What began as a routine takeover approach has evolved into one of the most closely watched boardroom conflicts on the ASX this year.
At the centre of it is Humm Group, a consumer finance company now caught between a premium takeover offer, internal power struggles, and a rare regulatory intervention.
This week, the Takeovers Panel stepped in with a decisive ruling. It declared that circumstances surrounding the company’s handling of a takeover proposal were “unacceptable,” effectively questioning whether the market had been properly informed.
The dispute traces back to November 2025, when Credit Corp Group put forward an offer to acquire Humm at $0.77 per share under a scheme, or $0.72 via a takeover route.
The proposal represented a significant premium compared to earlier interest in the company, including a $0.58 per share bid linked to Humm’s own founder, Andrew Abercrombie.
On paper, it appeared straightforward. A higher offer had emerged, and the market was waiting for the board’s response.
What followed instead has become the subject of scrutiny.

HUMM Group Stock Price DATA: 20th March 2026 | StocknessMonster
According to the Takeovers Panel, Humm’s public messaging did not align with internal decisions.
On December 17, 2025, the company told the ASX it was “carefully evaluating” the Credit Corp proposal and was willing to engage.
However, evidence presented to the Panel showed that weeks earlier, on November 27, Mr. Abercrombie had already instructed advisers to treat the proposal as a “non-starter.”
In parallel, the company indicated that an Independent Board Committee would assess the offer.
The Panel found that no such committee was ever intended to be formed.
For a market that relies on transparency, this gap between communication and reality became the central issue.
The situation escalated further when Mr. Abercrombie increased his stake in the company.
Between December 17 and 19, immediately following the market announcement, his voting power rose from 26.19% to 29.19%.
This 3% increase may appear modest, but in takeover terms it is significant.
It strengthened his influence at a critical moment, potentially making it more difficult for Credit Corp to achieve the 50.1% acceptance threshold required under a takeover structure.
The Panel concluded that these purchases occurred in a market that had not been properly informed, raising concerns about fairness.
Declarations of “unacceptable circumstances” are not issued lightly.
They signal that the principles underpinning Australia’s takeover regime, including an efficient, competitive, and informed market, may have been compromised.
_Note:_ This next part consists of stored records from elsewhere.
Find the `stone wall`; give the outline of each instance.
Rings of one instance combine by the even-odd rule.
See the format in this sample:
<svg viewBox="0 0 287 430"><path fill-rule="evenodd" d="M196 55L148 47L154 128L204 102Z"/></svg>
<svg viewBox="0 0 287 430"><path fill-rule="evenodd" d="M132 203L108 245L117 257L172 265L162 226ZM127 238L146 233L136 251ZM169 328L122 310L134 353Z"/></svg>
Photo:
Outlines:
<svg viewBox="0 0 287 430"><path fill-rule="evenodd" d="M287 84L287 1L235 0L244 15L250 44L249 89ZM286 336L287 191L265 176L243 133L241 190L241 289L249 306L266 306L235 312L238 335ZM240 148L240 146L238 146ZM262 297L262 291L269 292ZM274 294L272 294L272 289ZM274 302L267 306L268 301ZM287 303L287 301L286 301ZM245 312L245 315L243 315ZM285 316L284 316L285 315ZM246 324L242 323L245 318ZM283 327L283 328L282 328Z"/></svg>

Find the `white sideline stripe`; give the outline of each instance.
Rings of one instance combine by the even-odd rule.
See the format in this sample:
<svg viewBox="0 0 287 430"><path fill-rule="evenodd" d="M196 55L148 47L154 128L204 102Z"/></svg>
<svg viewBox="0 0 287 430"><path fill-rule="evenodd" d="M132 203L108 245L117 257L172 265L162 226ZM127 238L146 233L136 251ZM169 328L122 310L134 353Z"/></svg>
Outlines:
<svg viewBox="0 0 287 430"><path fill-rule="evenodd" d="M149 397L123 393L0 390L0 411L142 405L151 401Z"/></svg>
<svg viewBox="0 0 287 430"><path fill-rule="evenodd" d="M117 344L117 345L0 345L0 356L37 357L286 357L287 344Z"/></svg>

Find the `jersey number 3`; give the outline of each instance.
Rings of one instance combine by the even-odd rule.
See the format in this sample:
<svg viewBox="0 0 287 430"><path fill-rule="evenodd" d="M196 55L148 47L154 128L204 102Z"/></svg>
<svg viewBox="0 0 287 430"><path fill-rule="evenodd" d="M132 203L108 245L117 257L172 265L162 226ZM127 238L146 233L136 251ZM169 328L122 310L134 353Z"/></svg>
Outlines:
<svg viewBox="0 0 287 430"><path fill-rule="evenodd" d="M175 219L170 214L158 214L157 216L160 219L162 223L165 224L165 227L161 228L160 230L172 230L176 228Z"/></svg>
In this case, the Panel pointed to three key concerns.
First, the market may have been misled about the company’s willingness to engage with the offer.
Second, governance processes such as the Independent Board Committee were not accurately represented.
Third, the timing of share acquisitions created a potential imbalance in control.
Together, these findings elevate the situation from a commercial disagreement to a governance issue.
Mr. Abercrombie has since filed a review application, challenging the Panel’s decision.
This introduces a new phase in the saga, one that could extend beyond the boardroom into a more formal legal process.
At the same time, attention is turning to the company’s leadership.
An Extraordinary General Meeting, now scheduled for May 1, 2026, will give shareholders the opportunity to vote on potential board changes.
This adds another layer to an already complex situation, effectively turning the takeover into a referendum on governance.
While the numbers and timelines are specific to Humm, the underlying themes resonate more widely.
Takeover battles are not new to the ASX. Similar conflicts have emerged in sectors ranging from mining to technology, often highlighting tensions between founders and shareholders.
What makes this case notable is the regulatory intervention.
It underscores the importance of clear communication during corporate transactions, particularly when control of a company is at stake.
The immediate path forward hinges on two developments.
The outcome of Mr. Abercrombie’s review application will determine whether the Panel’s findings stand or are reconsidered.
At the same time, the May shareholder meeting will shape the company’s governance structure.
For Credit Corp, the situation remains fluid. The attractiveness of its offer is clear, but the pathway to execution has become more complicated.
Humm Group now finds itself in a position few companies anticipate.It is navigating a takeover proposal, a regulatory challenge, and an internal leadership contest all at once.
The coming weeks will be critical.
Whether the company moves toward a transaction, a board reshuffle, or a prolonged standoff will depend on how these parallel processes unfold.